2. M. A, ressortissant tunisien né en 1994, déclare être entré en France en 2019. Il a fait l'objet d'une mesure d'éloignement le 14 décembre 2019. Il a déposé le 4 juillet 2024 une demande d'autorisation de travail déclarée irrecevable par le préfet de la Gironde le 21 août 2024. A la suite de son interpellation le 28 juin 2024 par les services de police d'Arcachon et après vérification de son droit au séjour, le préfet de la Gironde, par un arrêté du 28 juin 2024, lui a fait obligation de quitter sans délai le territoire français, a fixé le pays de renvoi et a prononcé à son encontre une interdiction de retour sur le territoire français pour une durée de trois ans. L'intéressé relève appel du jugement du 3 septembre 2024 en tant que le président du tribunal administratif de Bordeaux, après avoir annulé l'interdiction de retour sur le territoire français, a rejeté le surplus de sa demande.

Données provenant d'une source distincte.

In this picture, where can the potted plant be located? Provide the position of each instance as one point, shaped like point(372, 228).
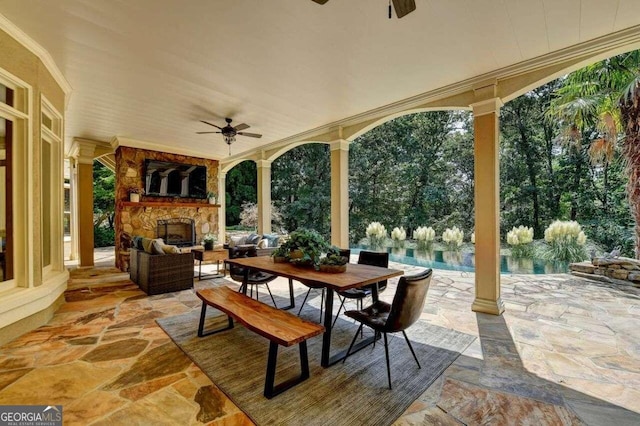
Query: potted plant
point(212, 197)
point(333, 262)
point(306, 246)
point(134, 194)
point(280, 254)
point(208, 241)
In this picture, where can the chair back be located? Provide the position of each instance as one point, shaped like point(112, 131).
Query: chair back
point(345, 253)
point(375, 258)
point(237, 272)
point(408, 301)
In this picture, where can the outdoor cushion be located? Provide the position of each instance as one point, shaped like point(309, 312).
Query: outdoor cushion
point(272, 240)
point(168, 249)
point(156, 247)
point(253, 239)
point(147, 242)
point(237, 240)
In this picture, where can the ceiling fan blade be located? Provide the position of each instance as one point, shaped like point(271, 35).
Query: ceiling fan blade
point(251, 135)
point(210, 124)
point(403, 7)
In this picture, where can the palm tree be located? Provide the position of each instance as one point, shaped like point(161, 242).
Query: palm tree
point(606, 96)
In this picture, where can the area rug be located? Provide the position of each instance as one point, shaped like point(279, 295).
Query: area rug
point(354, 392)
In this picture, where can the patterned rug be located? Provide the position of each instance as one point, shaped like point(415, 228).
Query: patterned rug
point(354, 392)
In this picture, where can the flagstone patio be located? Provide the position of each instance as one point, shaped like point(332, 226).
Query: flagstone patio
point(566, 351)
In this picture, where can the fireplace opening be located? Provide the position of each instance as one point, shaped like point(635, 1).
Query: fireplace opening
point(178, 232)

3. En premier lieu, aux termes de l'article L. 612-2 du code de l'entrée et du séjour des étrangers et du droit d'asile : " Par dérogation à l'article L. 612-1, l'autorité administrative peut refuser d'accorder un délai de départ volontaire dans les cas suivants : / 1° Le comportement de l'étranger constitue une menace pour l'ordre public ;/ 2° L'étranger s'est vu refuser la délivrance ou le renouvellement de son titre de séjour, du document provisoire délivré à l'occasion d'une demande de titre de séjour ou de son autorisation provisoire de séjour au motif que sa demande était manifestement infondée ou frauduleuse ; / 3° Il existe un risque que l'étranger se soustraie à la décision portant obligation de quitter le territoire français dont il fait l'objet. ". Aux termes de l'article L. 612-3 du même code : " Le risque mentionné au 3° de l'article L. 612-2 peut être regardé comme établi, sauf circonstance particulière, dans les cas suivants : () 5° L'étranger s'est soustrait à l'exécution d'une précédente mesure d'éloignement () ".

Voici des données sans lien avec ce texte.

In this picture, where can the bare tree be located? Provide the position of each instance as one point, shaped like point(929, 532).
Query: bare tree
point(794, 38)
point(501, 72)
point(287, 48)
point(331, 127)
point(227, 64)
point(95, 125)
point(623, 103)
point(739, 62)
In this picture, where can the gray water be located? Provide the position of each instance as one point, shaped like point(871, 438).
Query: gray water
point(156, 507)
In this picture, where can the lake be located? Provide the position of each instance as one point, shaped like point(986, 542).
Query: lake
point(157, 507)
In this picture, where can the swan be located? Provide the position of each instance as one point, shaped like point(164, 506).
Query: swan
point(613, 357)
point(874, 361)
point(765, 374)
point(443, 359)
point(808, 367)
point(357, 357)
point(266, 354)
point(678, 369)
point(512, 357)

4. Si le requérant soutient qu'il a exécuté la précédente mesure d'éloignement dont il a fait l'objet, il n'établit pas avoir quitté le territoire français en 2020. Par suite, il n'est pas fondé à soutenir que la décision refusant de lui accorder un délai de départ volontaire serait entachée d'erreur de droit.

5. En second lieu, M. A reprend dans des termes similaires et sans critique utile du jugement les autres moyens invoqués en première instance visés ci-dessus. Il n'apporte en appel aucun élément de droit ou de fait nouveau ni aucune pièce nouvelle et auxquels le premier juge a suffisamment et pertinemment répondu. Il y a lieu, dès lors, d'écarter ces moyens par adoption des motifs retenus par le président du tribunal administratif de Bordeaux.

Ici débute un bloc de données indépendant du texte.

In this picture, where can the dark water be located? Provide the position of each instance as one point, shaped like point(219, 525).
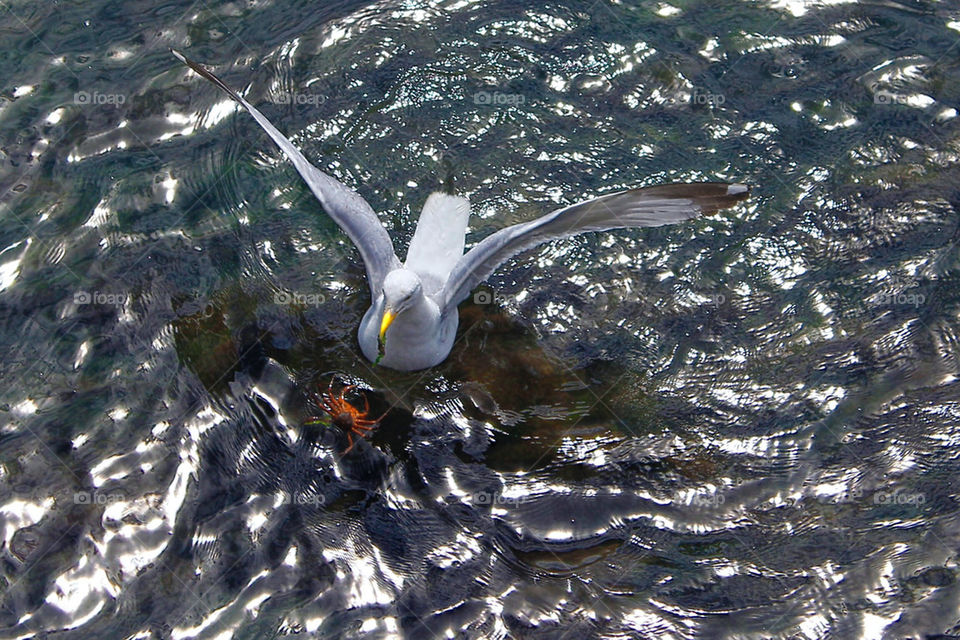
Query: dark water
point(741, 427)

6. Il résulte de ce qui précède que la requête d'appel est manifestement dépourvue de fondement et doit être rejetée selon la procédure prévue par les dispositions précitées du dernier alinéa de l'article R. 222-1 du code de justice administrative citées au point 1. Les conclusions tendant à l'application des dispositions combinées des articles 37 de la loi du 10 juillet 1991 et L. 761-1 du code de justice administrative ne peuvent qu'être rejetées par voie de conséquence.

ORDONNE :

Article 1er : La requête de M. A est rejetée.

Article 2 : La présente ordonnance sera notifiée à M. B A.

Une copie sera adressée pour information au préfet de la Gironde.

Fait à Bordeaux, le 18 février 2025.

La présidente de la 4ème chambre

Frédérique Munoz-Pauziès

La République mande et ordonne au ministre de l'intérieur, en ce qui le concerne et à tous commissaires de justice à ce requis en ce qui concerne les voies de droit commun, contre les parties privées, de pourvoir à l'exécution de la présente ordonnance.